Zombse

The Zombie Stack Exchanges That Just Won't Die

View the Project on GitHub anjackson/zombse

Are there any libraries that are trying to preserve information in Ajax-heavy websites that archive.org can't preserve?

Archive.org used to be far more useful, but now there is a huge problem - it can't archive a huge number of the Ajax-heavy websites on the Internet now.

InquilineKea

Comments

Answer by dsalo

This is a remarkably difficult problem! The answer is "yes, some are trying... but it's a remarkably difficult problem."

See David Rosenthal, "Harvesting and Preserving the Future Web" for a brief discussion, also The Signal blog on "The Web Archive in Today's World".

Comments

Answer by Ed Summers

While not being directly related to digital preservation there is some evidence that GoogleBot has been executing JavaScript for some time now.

At the 2012 International Internet Preservation Consortium meeting there was some talk about the Internet Archive using PhantomJS as part of its Quality Assurance processes. But so far I haven't heard any news about the Internet Archive (or other web archiving outfits) integrating a headless browser into their archiving process.

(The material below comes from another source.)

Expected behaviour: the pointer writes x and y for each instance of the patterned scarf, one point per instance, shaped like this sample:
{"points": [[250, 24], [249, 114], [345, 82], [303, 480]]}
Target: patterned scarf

I have been seeing opensource projects like pjscrape that lets you crawl the web, while executing JavaScript, while giving you access to the DOM with jQuery. It might be interesting/useful if these tools allowed you to serialize the DOM as a WARC file for use in web archiving contexts...

Comments

Answer by Denis Petrov

Archive.is can store AJAX pages, such as Twitter's or Google Map's.

But there are some limitations:

it saves only snapshot of AJAX-generated page. Interactive elements will be lost after saving because they require the original AJAX-server to interact with.

it uses WebKit to execute javascript and then renders WebKit's state back to HTML and CSS. This approach causes that the layout of a saved page may be broken in non WebKit-based browsers. In most cases, it is ok in Firefox and Opera, but complex saved pages may look broken in MSIE.

perforance is not good at the moment, during to heavy CPU load of browser engine. Only 3-4 pages per second (20Mbit/s of incoming trafic) per server.

Comments

Answer by Andy Jackson

There is a newly released tool called fantomas that attempts to simulate user events to ensure more dependencies are caught. It uses the PhantomJS WebKit engine under the hood, but also goes through the DOM to fire the events it finds, and even does some simulated (random) user clicking. When finished, it outputs the links to all the resources that were found, which can be passed to/through a web archiver tool.

Comments